Les responsables de l’association universitaire Tela Botanica ont lancé une opération de bénévolat afin de regrouper un maximum d’informations sur l’évolution des espèces végétales. Ils animent un réseau et un site collaboratif réunissant amateurs et botanistes universitaires1. Ainsi, depuis le mois de mai, les coquelicots sont attentivement surveillés par des volontaires de la biodiversité. Pour les 665 participants ayant déjà envoyé leurs observations, il s’agit de signaler le début et la durée de floraison desdits coquelicots sur un espace (rural ou urbain) d’une vingtaine de mètres carrés. Les scientifiques du CNRS et de l’Institut de botanique de l’université de Montpellier font le reste. Les éléments recueillis seront ainsi comparés aux observations séculaires dont ils disposent, et l’analyse se poursuivra chaque année. Objectif : mesurer les influences du réchauffement sur la végétation ordinaire, puis évaluer les chances de survie de certaines espèces sauvages sous l’effet des modifications du climat, de l’artificialisation des sols et de l’épandage d’herbicides (comme le Roundup, de Monsanto). Cet appel aux volontaires et la collecte d’informations par Internet permettent de pallier la diminution du nombre de scientifiques voués à l’évolution de la biodiversité. Faute de crédits pour la recherche, leurs activités sont en effet considérées comme « non rentables » depuis des années. Une constatation qui avait incité l’association Noé Conservation2 et le Muséum national d’histoire naturelle à lancer, dès 2006, une première opération d’observations et de comptage. Associant un public de volontaires, elle portait sur des papillons menacés par l’épandage d’insecticides sur les terres agricoles, les parcs urbains et les jardins. Ceux-ci disparaissent dans des proportions ignorées par les rares entomologistes universitaires encore en activité. Il était donc nécessaire de faire le point, d’autant que les insectes sont une composante essentielle de la biodiversité, y compris les moustiques ou les guêpes !

Depuis son lancement, le « programme papillons » a permis d’accumuler 1 400 000 observations sur les 28 espèces proposées à la surveillance, dont 128 000 en 2013. Un chiffre qui augmente chaque année. Les participants s’enquièrent des lycènes bleus, des paons du jour, des vulcains ou encore des citrons, ces petits papillons jaunes dont l’envol annonce le printemps. Les premières cartes de répartition, dans les jardins comme dans la nature sauvage, établissent que certains papillons sont plus fréquents en ville que ne le pensaient les spécialistes, mais que la disparition d’autres espèces correspond à la pratique d’une agriculture intensive ou à la monoculture. L’association Vigie Nature3, « réseau citoyen qui fait avancer la science  », émanation du Muséum national d’histoire naturelle, organise elle aussi des suivis d’espèces communes essentielles à la survie des biodiversités locales ou régionales. Des enquêtes participatives sont menées sur les oiseaux, les plantes sauvages, la nature en ville, la chauve-souris ou les escargots. La raréfaction des colimaçons préoccupe les naturalistes depuis une quinzaine d’années ; et l’action conjuguée des ramasseurs d’escargots et des pesticides risque d’être aggravée par l’invasion soudaine d’un ver plat, le platydemus manokwari, espèce invasive originaire de Nouvelle-Guinée qui dévore les gastéropodes. Seule parade : mobiliser les bonnes volontés soucieuses de la biodiversité pour qu’elles identifient les espèces d’escargots encore présentes dans leurs communes, et suivre ainsi la progression du ver ravageur.

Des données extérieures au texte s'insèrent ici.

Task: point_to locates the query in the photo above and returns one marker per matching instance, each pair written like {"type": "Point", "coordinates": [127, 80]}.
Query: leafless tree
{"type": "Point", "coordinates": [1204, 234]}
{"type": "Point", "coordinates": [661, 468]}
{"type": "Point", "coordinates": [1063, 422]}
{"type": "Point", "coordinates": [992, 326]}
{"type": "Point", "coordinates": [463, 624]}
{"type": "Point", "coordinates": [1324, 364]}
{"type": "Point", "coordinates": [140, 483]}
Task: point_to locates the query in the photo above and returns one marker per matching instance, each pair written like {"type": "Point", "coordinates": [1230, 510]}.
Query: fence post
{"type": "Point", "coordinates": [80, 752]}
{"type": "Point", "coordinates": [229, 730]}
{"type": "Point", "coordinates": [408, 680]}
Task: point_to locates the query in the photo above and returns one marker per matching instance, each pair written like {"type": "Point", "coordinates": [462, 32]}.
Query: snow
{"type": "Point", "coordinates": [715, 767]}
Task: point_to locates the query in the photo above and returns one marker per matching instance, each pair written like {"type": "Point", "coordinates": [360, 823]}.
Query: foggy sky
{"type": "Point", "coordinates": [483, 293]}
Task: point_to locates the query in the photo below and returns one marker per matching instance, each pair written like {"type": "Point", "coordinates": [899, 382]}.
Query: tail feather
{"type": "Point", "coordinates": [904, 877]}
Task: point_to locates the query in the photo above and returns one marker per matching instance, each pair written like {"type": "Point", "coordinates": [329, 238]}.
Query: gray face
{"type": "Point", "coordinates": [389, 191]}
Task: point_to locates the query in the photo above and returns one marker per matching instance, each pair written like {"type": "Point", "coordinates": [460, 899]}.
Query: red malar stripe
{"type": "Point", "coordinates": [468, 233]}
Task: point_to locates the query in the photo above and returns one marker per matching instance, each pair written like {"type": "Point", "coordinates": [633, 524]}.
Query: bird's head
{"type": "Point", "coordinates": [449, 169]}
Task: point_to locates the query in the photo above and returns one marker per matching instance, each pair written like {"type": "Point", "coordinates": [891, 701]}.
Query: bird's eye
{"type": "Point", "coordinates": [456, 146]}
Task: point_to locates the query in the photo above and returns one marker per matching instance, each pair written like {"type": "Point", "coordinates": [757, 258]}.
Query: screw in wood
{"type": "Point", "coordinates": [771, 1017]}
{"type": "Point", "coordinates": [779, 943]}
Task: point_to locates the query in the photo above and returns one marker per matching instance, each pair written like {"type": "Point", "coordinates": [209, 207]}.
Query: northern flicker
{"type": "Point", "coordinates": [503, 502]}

Un autre programme de Vigie Nature, « Compet’ à la mangeoire », incite des ornithologues amateurs à repérer les oiseaux qu’ils nourrissent. Vif succès : 8 000 participants depuis un an pour une opération qui a vocation à perdurer. La Ligue pour la protection des oiseaux (LPO) d’Allain Bougrain-Dubourg4 mobilise quant à elle 5 000 bénévoles, sur ses 46 000 adhérents, pour suivre l’évolution des 568 espèces d’oiseaux, nicheurs ou migrateurs, observables sur le territoire français, dont 77 sont menacées. Amateurs éclairés ou simples observateurs de jardins répertorient les espèces d’oiseaux qu’ils connaissent. Ils contribuent ainsi à dresser la carte de France des rapaces, comme le balbuzard, ou de petites espèces comme le roitelet huppé ou le râle des genêts, dont la population ne cesse de diminuer. Les scientifiques de la LPO, en compilant les observations, peuvent évaluer la concentration des espèces, émettre des hypothèses sur la cause des disparitions et constater les modifications des circuits migratoires liées au réchauffement. Grâce à toutes ces initiatives, des volontaires viennent au secours des organismes scientifiques. Et une nouvelle communauté se tisse entre les passionnés de nature et les scientifiques, qui essaime sur le Web.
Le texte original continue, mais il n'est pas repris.